Search the Internet for “structured settlement,” and you may find more sites for businesses looking to buy structured settlements than sites sharing information about establishing such settlements. Unfortunately, companies buying structured settlements may offer an immediate purchase price payment of as little as 25% or less of the value of the total long‑term payments owed to the injury victim. And such companies sometimes seek out injury victims and offer to purchase their settlements. Once an individual or company has purchased a victim’s structured settlement, the victim loses the right to collect all future payments. All of the future payments become the sole property of the purchaser.

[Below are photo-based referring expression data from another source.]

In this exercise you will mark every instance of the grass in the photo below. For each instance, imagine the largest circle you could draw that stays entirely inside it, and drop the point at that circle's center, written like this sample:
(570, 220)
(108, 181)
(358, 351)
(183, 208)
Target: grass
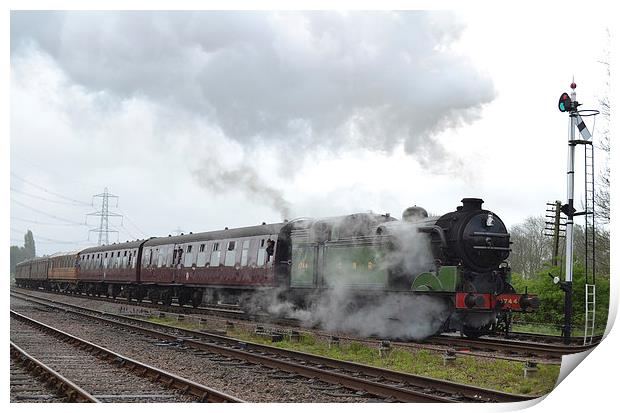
(550, 330)
(502, 375)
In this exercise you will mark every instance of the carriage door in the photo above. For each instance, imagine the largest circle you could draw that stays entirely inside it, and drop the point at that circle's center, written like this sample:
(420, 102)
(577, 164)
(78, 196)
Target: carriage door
(176, 267)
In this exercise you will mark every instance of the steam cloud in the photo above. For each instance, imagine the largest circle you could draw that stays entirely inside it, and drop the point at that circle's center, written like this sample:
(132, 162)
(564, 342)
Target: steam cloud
(291, 81)
(247, 180)
(389, 315)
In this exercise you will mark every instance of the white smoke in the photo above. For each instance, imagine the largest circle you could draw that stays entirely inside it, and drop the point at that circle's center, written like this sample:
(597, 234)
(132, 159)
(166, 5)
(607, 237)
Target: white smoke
(289, 81)
(340, 307)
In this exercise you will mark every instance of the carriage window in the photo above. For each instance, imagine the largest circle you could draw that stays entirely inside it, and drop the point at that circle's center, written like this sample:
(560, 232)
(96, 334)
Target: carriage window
(231, 252)
(160, 258)
(244, 252)
(262, 254)
(215, 255)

Because selling a structured settlement often operates to the complete economic disadvantage of an injury victim, many States have recently passed new consumer protection laws strictly regulating the sale of structured settlements. Pennsylvania’s consumer protection law, passed in 2000, prohibits the sale of a structured settlement without judicial approval. When a Pennsylvania injury victim considers selling his or her structured settlement, he or she must file a petition with the local court, asking for approval. Most entities that purchase structured settlements offer to provide the lawyer and initially carry the cost of getting the judicial approval.
Sometimes, depending on the exact terms of the structured settlement, the insurance company that is paying the structured settlement must agree to or approve the sale. The petition must include a “disclosure statement” provided by the individual or company seeking to buy the structured settlement. This disclosure statement must add up the dollar value of all the future payments owed to the victim under the existing structured settlement and must compare that value to the exact amount of money that the victim will actually receive for selling the structured settlement.
Judges can and do withhold approval if the sale is not in the best interests of the victim or his or her dependents. And judges don’t even have to schedule a hearing—they have the power to deny the sale if the petition doesn’t recite good factual support for the sale. Any sale of a structured settlement that does not go through the judicial approval process has been declared by Pennsylvania law to be illegal and an unfair trade practice and is thus subject to the substantial penalties of the Unfair Trade Practices and Consumer Protection Act, a separate law.
While it is certainly possible to sell a structured settlement for a fair price, Pennsylvania lawmakers have wisely recognized that all too many such sales sadly undercompensate injury victims. If you are considering buying or selling a structured settlement, be sure you follow the strict requirements of the law and secure judicial approval first.